С известными поправками на вехи биографии эти слова как нельзя более применимы сегодня к портрету А.А. Но у нее были и иные причины недолюбливать эту провидческую, нисколько не утратившую своей актуальности работу, отдельные положения которой она, по тонкому наблюдению Тименчика (с. 213), полемически оспаривала в «Поэме без героя». В разделе, непосредственно посвященном А.А., Тынянов проницательно указал направление эволюции ее поэтики, поставив отнюдь не комплиментарный, «обидный» эпиграф к «главной теме» А.А. уже в начале 1920-х годов: «И быстрые ноги к земле приросли», – отсылавший к оглядке, плененности поэта собственной стиховой культурой. Соляной столп легко каменеет, превращается если не в александрийский, то в нечто типологически (и топологически) близкое. Тынянов уточняет: «…характерно, что стих Ахматовой отошел постепенно от метра, органически связанного с ее словом вначале. Стихи выровнялись, исчезла угловатость; стих стал “красивее”, обстоятельнее; интонации бледнее, язык выше; библия, лежавшая на столе, бывшая аксессуаром комнаты, стала источником образов…»[160]
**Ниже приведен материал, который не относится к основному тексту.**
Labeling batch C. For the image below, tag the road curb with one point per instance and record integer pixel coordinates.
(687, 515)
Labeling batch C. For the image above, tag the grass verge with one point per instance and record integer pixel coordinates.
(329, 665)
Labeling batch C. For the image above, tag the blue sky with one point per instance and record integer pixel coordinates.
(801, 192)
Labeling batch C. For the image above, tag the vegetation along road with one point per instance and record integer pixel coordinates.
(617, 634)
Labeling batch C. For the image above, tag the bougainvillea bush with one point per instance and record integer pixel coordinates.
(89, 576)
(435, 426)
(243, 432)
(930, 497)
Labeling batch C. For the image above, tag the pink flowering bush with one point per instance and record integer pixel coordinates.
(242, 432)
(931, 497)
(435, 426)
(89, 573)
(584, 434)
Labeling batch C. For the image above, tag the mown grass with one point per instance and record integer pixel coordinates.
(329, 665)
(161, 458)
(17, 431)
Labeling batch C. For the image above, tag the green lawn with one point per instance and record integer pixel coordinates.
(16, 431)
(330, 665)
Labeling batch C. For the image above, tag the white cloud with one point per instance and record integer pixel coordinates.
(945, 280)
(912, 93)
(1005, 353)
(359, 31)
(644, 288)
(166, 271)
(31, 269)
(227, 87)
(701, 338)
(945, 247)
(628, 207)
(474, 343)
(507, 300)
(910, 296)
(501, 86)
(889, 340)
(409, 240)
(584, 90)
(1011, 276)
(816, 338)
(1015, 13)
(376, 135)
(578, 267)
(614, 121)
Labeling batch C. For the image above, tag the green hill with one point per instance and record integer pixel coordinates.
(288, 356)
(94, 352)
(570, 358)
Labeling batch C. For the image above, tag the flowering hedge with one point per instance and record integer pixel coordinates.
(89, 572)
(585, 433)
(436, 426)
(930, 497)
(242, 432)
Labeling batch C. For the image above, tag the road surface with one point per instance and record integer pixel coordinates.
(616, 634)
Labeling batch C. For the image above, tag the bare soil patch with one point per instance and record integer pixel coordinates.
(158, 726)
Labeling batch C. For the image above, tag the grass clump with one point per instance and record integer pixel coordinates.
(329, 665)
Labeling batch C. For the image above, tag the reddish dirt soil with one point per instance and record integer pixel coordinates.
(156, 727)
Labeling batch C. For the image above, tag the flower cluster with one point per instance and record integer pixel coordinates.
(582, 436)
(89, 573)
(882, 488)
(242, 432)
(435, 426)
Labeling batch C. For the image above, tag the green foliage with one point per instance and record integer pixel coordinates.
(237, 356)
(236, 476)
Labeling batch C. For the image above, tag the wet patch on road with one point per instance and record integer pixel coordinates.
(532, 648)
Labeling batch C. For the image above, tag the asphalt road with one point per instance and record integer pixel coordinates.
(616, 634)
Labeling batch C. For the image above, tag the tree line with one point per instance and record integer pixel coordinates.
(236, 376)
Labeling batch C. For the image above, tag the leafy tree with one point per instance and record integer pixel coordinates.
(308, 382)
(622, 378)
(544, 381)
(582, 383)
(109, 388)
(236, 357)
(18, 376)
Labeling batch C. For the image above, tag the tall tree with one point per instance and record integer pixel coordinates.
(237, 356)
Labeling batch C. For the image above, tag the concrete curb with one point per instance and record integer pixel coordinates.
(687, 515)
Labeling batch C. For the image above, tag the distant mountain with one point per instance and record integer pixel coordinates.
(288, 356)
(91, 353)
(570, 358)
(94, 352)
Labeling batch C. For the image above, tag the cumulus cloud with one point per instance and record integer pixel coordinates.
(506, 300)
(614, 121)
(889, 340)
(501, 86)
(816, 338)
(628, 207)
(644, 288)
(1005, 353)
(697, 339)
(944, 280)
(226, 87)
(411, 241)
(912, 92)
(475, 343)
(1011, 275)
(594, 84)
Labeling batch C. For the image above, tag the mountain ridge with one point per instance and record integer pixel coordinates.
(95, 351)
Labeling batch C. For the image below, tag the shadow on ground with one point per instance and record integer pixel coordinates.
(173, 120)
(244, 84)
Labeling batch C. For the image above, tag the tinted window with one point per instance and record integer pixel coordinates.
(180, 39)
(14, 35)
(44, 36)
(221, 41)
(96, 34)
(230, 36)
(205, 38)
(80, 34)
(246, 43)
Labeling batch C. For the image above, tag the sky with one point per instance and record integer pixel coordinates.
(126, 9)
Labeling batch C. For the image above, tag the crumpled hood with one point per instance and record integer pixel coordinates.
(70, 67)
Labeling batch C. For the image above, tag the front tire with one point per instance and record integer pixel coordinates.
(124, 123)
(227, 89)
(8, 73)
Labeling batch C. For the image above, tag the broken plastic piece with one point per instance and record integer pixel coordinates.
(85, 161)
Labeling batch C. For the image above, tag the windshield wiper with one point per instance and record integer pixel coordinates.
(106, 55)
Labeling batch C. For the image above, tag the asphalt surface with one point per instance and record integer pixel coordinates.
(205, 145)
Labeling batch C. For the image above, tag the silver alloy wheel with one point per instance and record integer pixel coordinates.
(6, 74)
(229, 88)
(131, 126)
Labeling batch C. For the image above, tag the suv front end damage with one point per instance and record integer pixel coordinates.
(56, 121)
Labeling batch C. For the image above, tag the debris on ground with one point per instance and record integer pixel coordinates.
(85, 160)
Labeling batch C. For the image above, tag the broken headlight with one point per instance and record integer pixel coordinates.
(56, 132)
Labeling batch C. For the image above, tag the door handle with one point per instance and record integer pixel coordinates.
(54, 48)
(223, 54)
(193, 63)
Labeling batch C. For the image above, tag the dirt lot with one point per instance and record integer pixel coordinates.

Развивая Тынянова, на примере позднейших вещей А.А. можно показать, как из «преодолевшей символизм» она все больше и больше возвращается – в радикально ином историческом и культурном контексте – к символистской поэтике, включая сакраментальное жизнестроительное «зерно» этой последней. Неудивительно, что в ахматовских ЗК неоднократно цитируются слова В.М. Жирмунского о «Поэме без героя»: «…это исполнение мечты символистов, т. е. это то, что они проповедовали в теории, но никогда не осуществляли в своих произведениях»[161]
. Еще раз подивимся прозорливости Тынянова: «Это тема Ахматовой, ее главная тема пробует варьироваться и обновиться за счет самой Ахматовой»[162]. Одним из путей такого обновления, попыткой оторвать быстрые ноги от каменного слова-пьедестала, стала позднее форма фрагмента. Как пишет в послесловии Роман Тименчик:Весь большой замысел поздней А.А. тяготел к поэзии, сохранившейся во фрагментах и овеянной недостоверными легендами. Форманон-финито у нее (так трудно уживавшаяся с советским публикационным ГОСТом) была частью общемирового художественного эксперимента XX века, – так, в 1910-е годы полуэпатажным опытом создания квазисапфического осколка блеснул Эзра Паунд. Сама А.А. приписывала сходную тенденцию позднему Пушкину (с. 286).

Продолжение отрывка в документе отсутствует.